Comparing Home Depot And Lowe’s
I’ve noticed something really interesting in the market. It’s been happening over the last month. What I’m seeing is a divergence in stock performance. Yes, the markets have been horrible. As a matter of fact, you’d be hard pressed to find more than a handful of stocks doing really well.
What I’ve noticed is on a relative performance basis, some companies are performing better than others.
Now I see you shaking your head. Relative performance, what do I mean by that?
Let me give you an example…
Back in December I wrote an article about a stock I was buying for my account. I saw this investment as a really long term hold. I jumped in with the expectation that I’d hold this investment for 10 or 20 years. It’s really a long term buy and hold mentality. I picked this company because I thought it was best of breed… and I was right.
My thoughts have been confirmed over the last month… but more on that in a moment.
With my investment, I was able to capture a nice dividend yield of 3.6%… more than double the five year average of 1.3%. Of the 19 analysts who covered the company, only 6 rated it a “buy”. This was positive in my mind.

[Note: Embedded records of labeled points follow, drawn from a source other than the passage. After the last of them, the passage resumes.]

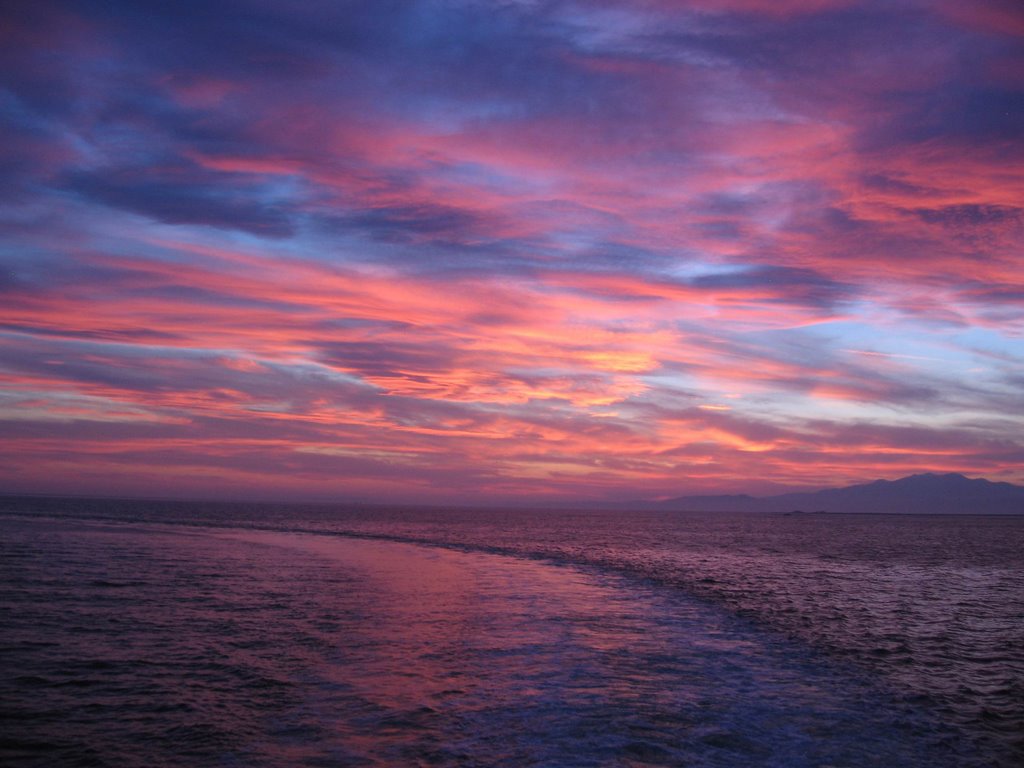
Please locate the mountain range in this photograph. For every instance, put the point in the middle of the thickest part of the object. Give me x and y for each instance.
(937, 494)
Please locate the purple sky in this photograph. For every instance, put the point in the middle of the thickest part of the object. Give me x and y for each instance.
(513, 251)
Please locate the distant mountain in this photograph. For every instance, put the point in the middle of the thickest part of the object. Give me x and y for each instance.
(941, 494)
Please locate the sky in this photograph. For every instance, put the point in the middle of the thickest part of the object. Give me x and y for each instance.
(509, 251)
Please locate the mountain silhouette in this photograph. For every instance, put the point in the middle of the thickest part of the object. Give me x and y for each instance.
(930, 493)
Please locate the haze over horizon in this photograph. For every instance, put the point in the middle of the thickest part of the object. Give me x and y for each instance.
(424, 251)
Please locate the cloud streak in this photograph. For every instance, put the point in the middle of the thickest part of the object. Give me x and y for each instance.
(530, 251)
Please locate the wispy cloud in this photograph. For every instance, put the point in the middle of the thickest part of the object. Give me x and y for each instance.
(457, 251)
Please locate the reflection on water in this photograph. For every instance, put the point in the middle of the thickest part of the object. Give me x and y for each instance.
(151, 645)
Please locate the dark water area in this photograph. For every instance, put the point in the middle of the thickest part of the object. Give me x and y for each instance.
(141, 633)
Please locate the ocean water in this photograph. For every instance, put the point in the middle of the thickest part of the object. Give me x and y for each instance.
(152, 634)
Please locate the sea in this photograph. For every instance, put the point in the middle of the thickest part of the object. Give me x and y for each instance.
(151, 634)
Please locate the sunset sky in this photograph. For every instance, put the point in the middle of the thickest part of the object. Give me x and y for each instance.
(517, 251)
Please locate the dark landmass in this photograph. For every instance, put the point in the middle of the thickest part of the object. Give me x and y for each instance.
(936, 494)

When analysts start upgrading the company, I’m sure the stock will jump in value.
Analysts had been cutting back on growth estimates. It was expected given the economic environment. That being said, the company wasn’t exactly struggling.

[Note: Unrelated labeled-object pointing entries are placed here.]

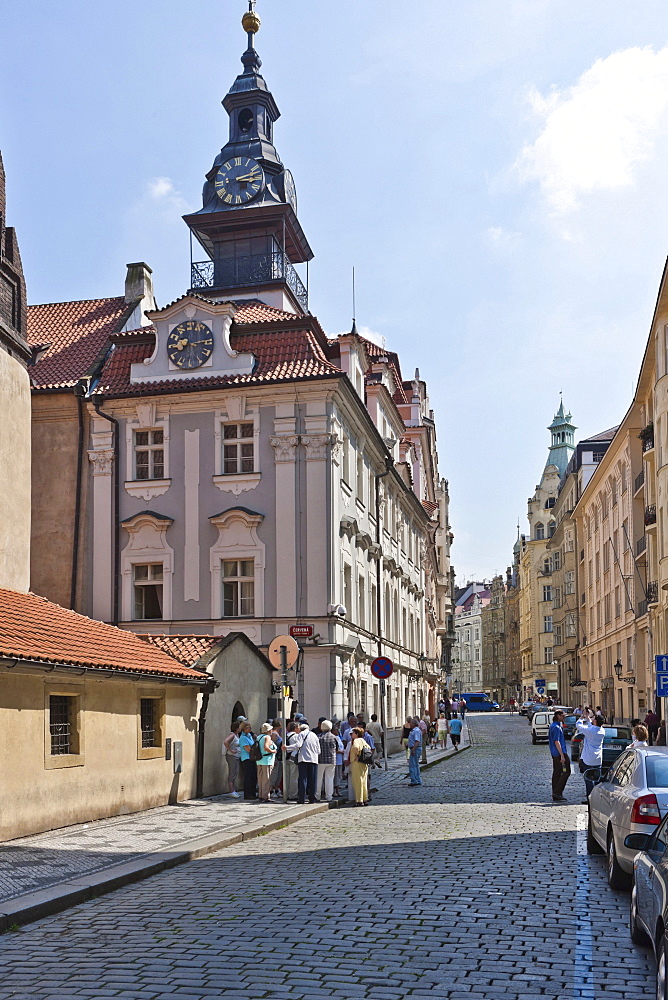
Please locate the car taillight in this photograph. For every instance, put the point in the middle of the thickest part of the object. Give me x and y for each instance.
(646, 810)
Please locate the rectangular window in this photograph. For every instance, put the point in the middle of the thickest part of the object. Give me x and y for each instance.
(149, 720)
(238, 448)
(147, 587)
(238, 588)
(149, 454)
(61, 724)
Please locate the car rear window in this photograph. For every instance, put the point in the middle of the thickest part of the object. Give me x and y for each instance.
(657, 771)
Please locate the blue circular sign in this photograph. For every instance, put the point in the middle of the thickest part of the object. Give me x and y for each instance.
(382, 668)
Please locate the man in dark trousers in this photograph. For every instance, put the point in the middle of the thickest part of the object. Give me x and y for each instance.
(561, 767)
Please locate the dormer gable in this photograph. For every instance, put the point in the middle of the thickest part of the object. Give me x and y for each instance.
(192, 340)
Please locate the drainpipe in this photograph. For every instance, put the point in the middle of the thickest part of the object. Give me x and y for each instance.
(79, 392)
(97, 403)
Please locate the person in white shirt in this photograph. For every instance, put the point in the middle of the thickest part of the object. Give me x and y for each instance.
(640, 737)
(591, 755)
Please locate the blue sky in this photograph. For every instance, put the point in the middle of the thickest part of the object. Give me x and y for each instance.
(494, 169)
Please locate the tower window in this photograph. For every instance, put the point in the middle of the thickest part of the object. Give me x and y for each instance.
(246, 118)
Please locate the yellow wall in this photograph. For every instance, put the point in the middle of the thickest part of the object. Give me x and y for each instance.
(55, 438)
(35, 795)
(14, 474)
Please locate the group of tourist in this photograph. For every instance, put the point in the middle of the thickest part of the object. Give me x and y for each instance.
(318, 762)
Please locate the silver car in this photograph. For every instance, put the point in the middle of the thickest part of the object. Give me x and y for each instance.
(633, 798)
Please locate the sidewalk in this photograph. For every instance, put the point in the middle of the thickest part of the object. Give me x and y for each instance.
(48, 872)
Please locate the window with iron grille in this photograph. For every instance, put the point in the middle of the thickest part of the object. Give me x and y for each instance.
(149, 454)
(147, 586)
(61, 719)
(238, 588)
(149, 716)
(238, 448)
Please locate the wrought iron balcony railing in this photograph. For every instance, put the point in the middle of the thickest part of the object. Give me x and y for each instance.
(257, 269)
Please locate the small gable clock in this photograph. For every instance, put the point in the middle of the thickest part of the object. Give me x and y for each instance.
(190, 344)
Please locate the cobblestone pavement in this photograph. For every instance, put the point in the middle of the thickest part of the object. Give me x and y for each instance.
(439, 891)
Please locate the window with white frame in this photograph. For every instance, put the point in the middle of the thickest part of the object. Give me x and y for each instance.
(238, 448)
(238, 588)
(147, 582)
(149, 454)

When I invested they had just posted earnings for the first nine months. They did $56.6 billion in sales and generated more than $4.0 billion in operating income. Best of all they had profits of more than $2.3 billion.
So who was the company?
It was Home Depot (HD) the big box retail store you’d find in almost every city in America.
So back to relative performance…
As I was monitoring my Home Depot investment, I noticed the stock was outperforming their next biggest competitor Lowe’s (LOW). This outperformance wasn’t a small blip. I’m talking a significant change in stock price over the last month or so.